And we think that momentum will continue with Pocket PC 2002. It's a device that in some senses feels to me like Windows 3.1 felt to Windows 3.0. 3.0 was a breakthrough but 3.1 was where we really buffed out the edges and really, really, really just fine grain sandpapered the product. It was just exactly what it needed to be.
Now, this version of Pocket PC 2002, and Ben Waldman, who leads the team, is responsible for the development, will have a chance to show you all this, but first of all it's just a better Pocket PC. We've refined the user interface. We've made it skinnable so it's friendlier. We've built in better support for video and for music. We've built in instant messaging type connectivity to the basic Pocket PC experience. We've improved some of the kinds of little things that really people want to see in the Organizer and the spreadsheet, in the way e-mail works. You can synch all your folders, not just a few of your folders with the new support.
We've really pushed on this notion of information connectivity and support for the enterprise; better security, VPN capability, direct synchronization of e-mail with an Exchange server. You don't have to put the PC in the middle. We built in the client for terminal services so you can literally run any PC application or at least view any PC application on the Pocket PC, works so that any virus vendor can add in their capability into the Pocket PC; and I think the richest connectivity support of absolutely any handheld device, whether that's 802.11 or wide area WAN technologies, Ethernet, infrared, Blue Tooth. I mean, really the Pocket PC 2002 is in some senses I would say a connectivity machine.

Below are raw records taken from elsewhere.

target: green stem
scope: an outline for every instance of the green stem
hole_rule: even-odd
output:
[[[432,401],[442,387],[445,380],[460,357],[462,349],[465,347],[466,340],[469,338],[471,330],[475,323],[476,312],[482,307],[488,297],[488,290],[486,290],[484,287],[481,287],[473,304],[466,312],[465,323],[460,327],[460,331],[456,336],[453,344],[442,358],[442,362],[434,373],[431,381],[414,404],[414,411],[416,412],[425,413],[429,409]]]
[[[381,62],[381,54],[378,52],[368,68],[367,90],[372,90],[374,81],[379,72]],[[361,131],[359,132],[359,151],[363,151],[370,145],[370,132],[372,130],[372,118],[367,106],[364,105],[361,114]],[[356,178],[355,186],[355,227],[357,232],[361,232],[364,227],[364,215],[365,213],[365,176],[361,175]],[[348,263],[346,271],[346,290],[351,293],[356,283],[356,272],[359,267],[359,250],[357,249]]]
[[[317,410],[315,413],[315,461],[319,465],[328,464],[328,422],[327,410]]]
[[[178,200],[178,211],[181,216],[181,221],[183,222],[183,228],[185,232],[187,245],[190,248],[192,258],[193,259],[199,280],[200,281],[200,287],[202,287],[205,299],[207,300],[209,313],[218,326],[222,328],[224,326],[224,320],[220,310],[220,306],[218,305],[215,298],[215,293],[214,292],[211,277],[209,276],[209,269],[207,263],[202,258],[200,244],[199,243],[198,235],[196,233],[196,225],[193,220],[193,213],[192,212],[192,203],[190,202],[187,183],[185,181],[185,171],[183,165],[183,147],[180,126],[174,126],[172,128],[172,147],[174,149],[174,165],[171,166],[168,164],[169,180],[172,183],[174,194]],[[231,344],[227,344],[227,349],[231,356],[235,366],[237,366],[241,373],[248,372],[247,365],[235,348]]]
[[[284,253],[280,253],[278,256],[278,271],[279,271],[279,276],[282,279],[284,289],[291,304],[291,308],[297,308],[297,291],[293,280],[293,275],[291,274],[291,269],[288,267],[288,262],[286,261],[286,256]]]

It's a product that I have really high expectations for. Those of you who care about financial stuff, I won't comment on what that means. People say, "Are you worried about introducing exciting new products like this one and XP and Xbox in a time of economic difficulty?" My answer to that is, "No, I'm excited to introduce these products so they can start helping people improve their lives, improve their productivity," and that time frankly for these products is now, and I think the excitement and energy of seeing these new products, it will do its fair share to get people intrigued and interested in buying them.
What I thought I'd do now is actually show you some of the Pocket PC devices that are being introduced today. These are all or most of these are now available at retail; you can go buy Pocket PCs.
We have here a showcase of some of the Pocket PC devices that are being announced: A new device from Casio that has built-in dual expansion, CompactFlash and secure digital, USB part in the cradle;
the new Compaq iPAQ, which has been the best selling of these devices. In fact, the revenue on the iPAQ actually has surpassed Palm's revenue. It's a higher price point device, even if the units are somewhat lower.
The new HP Jornada, a very nice device, with the traditional HP cover, removable battery and you can get an optional battery pack that makes this thing last 28 hours.
A new OEM for us, very excited to have Toshiba as a partner, and they've been always a leader in doing mobile devices; we're pretty excited about having them on board.
A new device from Intermec, very "ruggedized" for industrial applications;
From Symbol, who's really a leader in providing a wide range of handheld devices to the retail and distribution and other industries, pretty exciting;
And a new partner of ours, Audiovox. Audiovox is really focusing in on building in support for wireless networks and you'll see the Audiovox system available soon in some of the Verizon stores and sold in conjunction with, in fact, Verizon wireless services.
Here are two of the new devices that you can see, the Cassiopeia and the new iPAQ; lighter, nicer form factors, really I think quite incredible devices.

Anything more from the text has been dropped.